The Payment Services Regulations 2009 (PSR) define the law relating to banking and credit card matters, including how unauthorised banking and card transactions must be dealt with. 

These principles are reflected in the Financial Conduct Authority (FCA) Handbook called entitled Banking: Conduct of Business and Sourcebook (BCOBS) that banks and card providers must follow.

Summary

The Payment Services Regulations 2009 protect you if there is an unauthorised transaction made on your credit or debit card, for example if it was stolen or you were victim to a scam.  

As long as you weren't acting negligently, you should be able to get your money back. 

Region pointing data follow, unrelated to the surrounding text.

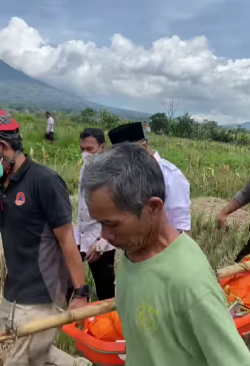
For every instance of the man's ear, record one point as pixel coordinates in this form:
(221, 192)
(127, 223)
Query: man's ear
(155, 204)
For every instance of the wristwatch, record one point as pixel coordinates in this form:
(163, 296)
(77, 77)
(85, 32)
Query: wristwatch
(98, 247)
(83, 291)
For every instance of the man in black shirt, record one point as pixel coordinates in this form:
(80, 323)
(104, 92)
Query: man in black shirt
(39, 248)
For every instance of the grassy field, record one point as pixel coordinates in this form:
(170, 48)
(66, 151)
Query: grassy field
(213, 170)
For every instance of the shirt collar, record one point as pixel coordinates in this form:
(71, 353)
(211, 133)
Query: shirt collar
(157, 157)
(22, 170)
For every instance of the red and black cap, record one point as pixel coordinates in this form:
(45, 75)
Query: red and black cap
(9, 128)
(131, 132)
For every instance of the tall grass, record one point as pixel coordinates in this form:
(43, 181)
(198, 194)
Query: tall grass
(213, 169)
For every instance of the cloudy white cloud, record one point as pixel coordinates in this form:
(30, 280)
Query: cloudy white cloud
(186, 70)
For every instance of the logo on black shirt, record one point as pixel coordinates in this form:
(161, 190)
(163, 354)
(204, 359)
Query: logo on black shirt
(20, 199)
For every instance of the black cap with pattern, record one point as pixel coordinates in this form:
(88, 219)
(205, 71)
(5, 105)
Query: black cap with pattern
(131, 132)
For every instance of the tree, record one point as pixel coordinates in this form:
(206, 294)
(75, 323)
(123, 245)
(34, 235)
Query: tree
(170, 108)
(158, 122)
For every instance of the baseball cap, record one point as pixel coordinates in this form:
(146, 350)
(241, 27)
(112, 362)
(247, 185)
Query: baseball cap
(131, 132)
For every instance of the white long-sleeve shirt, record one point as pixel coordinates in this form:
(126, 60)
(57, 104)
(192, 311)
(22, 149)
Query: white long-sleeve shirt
(177, 187)
(88, 229)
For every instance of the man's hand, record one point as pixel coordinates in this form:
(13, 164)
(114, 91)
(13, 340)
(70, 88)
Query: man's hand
(78, 303)
(221, 220)
(92, 254)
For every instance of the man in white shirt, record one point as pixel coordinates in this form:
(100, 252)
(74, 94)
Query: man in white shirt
(49, 135)
(98, 252)
(177, 204)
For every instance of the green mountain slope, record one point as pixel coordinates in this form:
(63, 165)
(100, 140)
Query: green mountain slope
(18, 89)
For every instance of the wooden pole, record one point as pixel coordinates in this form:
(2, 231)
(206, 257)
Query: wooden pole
(67, 317)
(233, 270)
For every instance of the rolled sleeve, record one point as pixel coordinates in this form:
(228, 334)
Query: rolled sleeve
(55, 201)
(177, 205)
(243, 196)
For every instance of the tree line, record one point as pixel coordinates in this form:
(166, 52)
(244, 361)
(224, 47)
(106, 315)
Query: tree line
(165, 123)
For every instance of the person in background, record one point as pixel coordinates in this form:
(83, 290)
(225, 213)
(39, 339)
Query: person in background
(39, 249)
(145, 131)
(172, 308)
(49, 135)
(241, 199)
(177, 204)
(97, 251)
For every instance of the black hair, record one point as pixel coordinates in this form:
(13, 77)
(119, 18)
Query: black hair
(97, 133)
(14, 142)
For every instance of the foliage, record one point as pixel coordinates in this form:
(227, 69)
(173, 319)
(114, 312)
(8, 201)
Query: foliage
(212, 168)
(108, 120)
(186, 127)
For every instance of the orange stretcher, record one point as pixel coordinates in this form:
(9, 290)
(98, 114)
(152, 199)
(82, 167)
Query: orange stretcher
(102, 342)
(237, 292)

If your credit or debit card is lost or stolen and then used to buy something you should get the disputed sum paid back to you. 

If your card provider can show that you failed to take reasonable steps to protect your security features e.g. your card pin number then it can make a £50 deduction from the refund - it can’t though make this deduction if the transaction was made after you had reported the card lost or stolen.

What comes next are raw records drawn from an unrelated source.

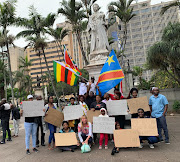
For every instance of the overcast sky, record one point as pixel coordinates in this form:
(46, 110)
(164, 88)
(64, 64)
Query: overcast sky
(46, 6)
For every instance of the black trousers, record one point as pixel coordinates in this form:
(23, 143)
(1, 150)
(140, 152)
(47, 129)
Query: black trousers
(5, 127)
(42, 133)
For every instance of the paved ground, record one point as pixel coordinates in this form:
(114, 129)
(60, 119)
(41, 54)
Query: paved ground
(15, 150)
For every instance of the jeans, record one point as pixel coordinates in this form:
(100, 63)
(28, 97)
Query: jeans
(30, 128)
(16, 126)
(84, 138)
(5, 127)
(42, 133)
(102, 136)
(161, 124)
(150, 139)
(52, 129)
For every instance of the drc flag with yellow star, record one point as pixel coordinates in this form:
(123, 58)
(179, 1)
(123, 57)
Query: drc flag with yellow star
(111, 74)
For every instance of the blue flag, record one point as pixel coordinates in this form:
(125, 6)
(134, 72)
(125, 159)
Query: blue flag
(111, 74)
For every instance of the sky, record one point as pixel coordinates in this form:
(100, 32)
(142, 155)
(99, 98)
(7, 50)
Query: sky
(46, 6)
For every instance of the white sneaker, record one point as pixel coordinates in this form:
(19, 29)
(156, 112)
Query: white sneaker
(141, 145)
(151, 146)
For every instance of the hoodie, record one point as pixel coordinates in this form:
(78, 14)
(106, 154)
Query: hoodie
(105, 113)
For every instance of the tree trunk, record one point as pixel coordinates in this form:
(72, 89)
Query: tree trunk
(10, 73)
(78, 35)
(51, 80)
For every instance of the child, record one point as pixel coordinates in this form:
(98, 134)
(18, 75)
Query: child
(102, 135)
(115, 149)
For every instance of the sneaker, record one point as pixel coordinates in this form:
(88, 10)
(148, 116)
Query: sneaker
(151, 146)
(28, 152)
(35, 150)
(141, 145)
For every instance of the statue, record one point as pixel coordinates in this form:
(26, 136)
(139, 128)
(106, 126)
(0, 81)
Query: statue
(97, 29)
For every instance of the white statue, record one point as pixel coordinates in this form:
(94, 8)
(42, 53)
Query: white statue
(96, 26)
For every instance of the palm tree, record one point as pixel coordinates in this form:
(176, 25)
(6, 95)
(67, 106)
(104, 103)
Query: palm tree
(7, 18)
(74, 13)
(172, 4)
(58, 34)
(124, 12)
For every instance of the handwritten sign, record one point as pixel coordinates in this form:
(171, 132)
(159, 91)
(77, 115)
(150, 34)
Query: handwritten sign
(126, 138)
(136, 103)
(73, 112)
(54, 117)
(103, 125)
(65, 139)
(117, 107)
(145, 126)
(91, 114)
(33, 108)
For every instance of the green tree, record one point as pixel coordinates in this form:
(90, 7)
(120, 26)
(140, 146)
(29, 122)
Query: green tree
(74, 13)
(165, 55)
(175, 3)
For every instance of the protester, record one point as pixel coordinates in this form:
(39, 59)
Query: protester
(158, 107)
(116, 149)
(16, 120)
(103, 135)
(85, 131)
(40, 125)
(5, 116)
(30, 126)
(51, 127)
(151, 139)
(92, 85)
(66, 129)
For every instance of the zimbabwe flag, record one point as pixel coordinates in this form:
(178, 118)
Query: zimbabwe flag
(63, 73)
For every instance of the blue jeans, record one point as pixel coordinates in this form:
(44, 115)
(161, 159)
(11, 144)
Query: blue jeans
(30, 128)
(161, 124)
(52, 129)
(150, 139)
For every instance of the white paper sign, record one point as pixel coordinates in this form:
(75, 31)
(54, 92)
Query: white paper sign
(103, 125)
(117, 107)
(73, 112)
(33, 108)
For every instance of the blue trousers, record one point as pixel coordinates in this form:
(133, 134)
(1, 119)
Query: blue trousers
(52, 130)
(30, 128)
(150, 139)
(161, 124)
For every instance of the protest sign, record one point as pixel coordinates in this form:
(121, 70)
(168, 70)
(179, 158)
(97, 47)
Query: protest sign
(54, 117)
(126, 138)
(145, 126)
(33, 108)
(136, 103)
(117, 107)
(73, 112)
(91, 114)
(103, 125)
(65, 139)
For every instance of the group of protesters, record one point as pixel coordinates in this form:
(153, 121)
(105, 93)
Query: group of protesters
(89, 101)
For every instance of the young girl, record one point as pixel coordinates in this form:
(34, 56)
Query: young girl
(85, 131)
(116, 149)
(102, 135)
(66, 129)
(51, 127)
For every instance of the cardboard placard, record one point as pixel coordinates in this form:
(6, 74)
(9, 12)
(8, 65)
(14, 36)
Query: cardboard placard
(126, 138)
(136, 103)
(54, 117)
(91, 114)
(103, 125)
(117, 107)
(65, 139)
(73, 112)
(145, 126)
(33, 108)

If your credit or debit card provider can show that you acted fraudulently or you were grossly negligent then it would have grounds to refuse to refund any of the disputed sum.  

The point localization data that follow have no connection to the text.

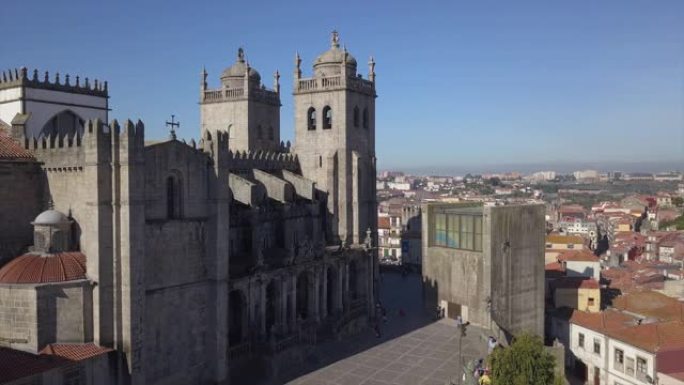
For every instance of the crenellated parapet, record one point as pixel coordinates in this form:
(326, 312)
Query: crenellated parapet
(98, 141)
(263, 160)
(20, 77)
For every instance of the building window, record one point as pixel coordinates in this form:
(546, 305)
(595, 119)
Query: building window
(173, 197)
(642, 367)
(73, 376)
(619, 360)
(327, 117)
(629, 366)
(311, 118)
(458, 231)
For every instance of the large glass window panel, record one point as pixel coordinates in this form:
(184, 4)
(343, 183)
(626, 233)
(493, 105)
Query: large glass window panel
(478, 233)
(467, 232)
(440, 230)
(453, 237)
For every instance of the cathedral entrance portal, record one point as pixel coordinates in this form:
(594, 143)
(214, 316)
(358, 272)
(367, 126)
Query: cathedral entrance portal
(353, 280)
(331, 280)
(236, 320)
(303, 295)
(272, 303)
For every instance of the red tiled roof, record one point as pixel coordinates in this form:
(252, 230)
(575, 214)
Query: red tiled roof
(608, 319)
(75, 352)
(15, 364)
(10, 150)
(575, 283)
(650, 304)
(36, 268)
(652, 337)
(578, 256)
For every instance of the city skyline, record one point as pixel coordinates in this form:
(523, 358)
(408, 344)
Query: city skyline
(468, 86)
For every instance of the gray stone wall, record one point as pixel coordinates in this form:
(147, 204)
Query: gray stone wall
(21, 189)
(19, 318)
(517, 267)
(64, 312)
(189, 166)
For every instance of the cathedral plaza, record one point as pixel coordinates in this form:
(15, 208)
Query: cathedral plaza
(413, 348)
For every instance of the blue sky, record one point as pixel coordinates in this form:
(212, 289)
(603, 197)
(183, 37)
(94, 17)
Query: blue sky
(460, 83)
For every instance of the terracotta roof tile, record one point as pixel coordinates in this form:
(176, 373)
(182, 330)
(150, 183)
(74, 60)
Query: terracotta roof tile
(75, 352)
(600, 322)
(578, 256)
(650, 303)
(36, 268)
(15, 364)
(554, 238)
(575, 283)
(11, 150)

The Payment Services Regulations can help if there is a transaction on your credit card that you know nothing about.

If the card has not been lost or stolen but someone else uses the card details to buy something, for example if a card is cloned or someone uses details you gave to a retailer when buying an item over the phone or through the internet, then the Payment Services Regulations mean you should be refunded in full. 

Again, if it can be shown that you had acted fraudulently or were grossly negligent then the card provider can refuse to credit the sum back.

If the card is used before you received it then you should be refunded in full.